I just finished the second season of “Stranger Things” and if ever there was a perfect streaming series for middle-age guys, I don’t know what is.
For the uninitiated, “Stranger Things” is a bit of “The X-Files” meets “Stand By Me,” the coming of age movie based on the short story by Stephen King of a group of boys on an adventure to see a dead body.
For those repulsed by the premise of that plot and who wonder how boys could unite behind such a “mission,” well, I would just offer these two thoughts: You never were a boy and/or you don’t have sons.
Without giving away key plot points, “Stranger Things” tells the story of a band of preteen boys who fall into a series of supernatural adventures.

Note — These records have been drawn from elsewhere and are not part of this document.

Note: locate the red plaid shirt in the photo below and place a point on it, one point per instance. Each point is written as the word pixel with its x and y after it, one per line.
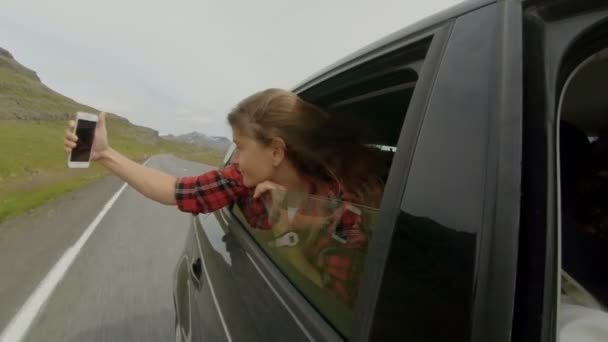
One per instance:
pixel 340 268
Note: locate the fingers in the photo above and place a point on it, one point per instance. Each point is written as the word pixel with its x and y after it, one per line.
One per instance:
pixel 266 186
pixel 70 139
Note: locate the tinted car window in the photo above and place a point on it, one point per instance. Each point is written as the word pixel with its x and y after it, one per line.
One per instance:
pixel 326 260
pixel 428 279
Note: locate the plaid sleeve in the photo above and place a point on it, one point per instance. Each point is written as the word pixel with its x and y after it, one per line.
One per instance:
pixel 209 191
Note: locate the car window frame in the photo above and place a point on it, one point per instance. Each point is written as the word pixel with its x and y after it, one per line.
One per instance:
pixel 311 321
pixel 547 47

My wife recently summed up the central premise of the smash series this way: It’s boys doing stupid things.
To which I responded: Yeah! Isn’t it great?!
For guys of a certain age (read: in their 50s), this show hits all of the right buttons.
It features boys on bikes, using walkie-talkies, playing dorky games and trying find their way through school while fending off bullies and the stray supernatural occurrence.
It captures the gangly awkwardness of preteen boys and their sense of camaraderie and loyalty, even when it is punctuated with swearing at each other.
The show absolutely nails the preteen boy angst of trying to figure out girls: We don’t like them, right? Oh wait, maybe we do? But if we do, where does that leave our friendship with each other?
And then, of course, there is the whole ‘80s vibe, which no other show apart from maybe “The Americans” captures as well.
Vintage video arcade games? Check.
Gas-guzzling cars built like Abrams tanks? Check.
Sound track of music we grew up with? Check.
My wife could only shake her head at some of the reckless and bizarre situations the boys in the show get themselves into and ponder how realistic some of those moments were.
Um…let me just suggest that by my real-life standards, they were spot-on.
I mean, let me offer these true examples of acts of stupidity I engaged in with my friends:
* Building squirrel traps by digging holes in the ground, lining them with thorns from bushes and covering the holes with grass.
* Taking an air gun, squishing the muzzle into the ground to fill it with dirt and then firing the dirt balls at cars as they entered a parking garage. This was not the original intent of the rifle, which when you cocked it and pulled the trigger, made a popping noise but somehow we figured out an “adaptive use.”
* Posing my friends to appear as drug dealers or a suicidal addict prepared to jump out a third-floor window so I could create a photo essay.
Yeah, I would say that by comparison to some of my childhood adventures, the cast of the hit Netflix series might have to try harder to top some of my stranger things.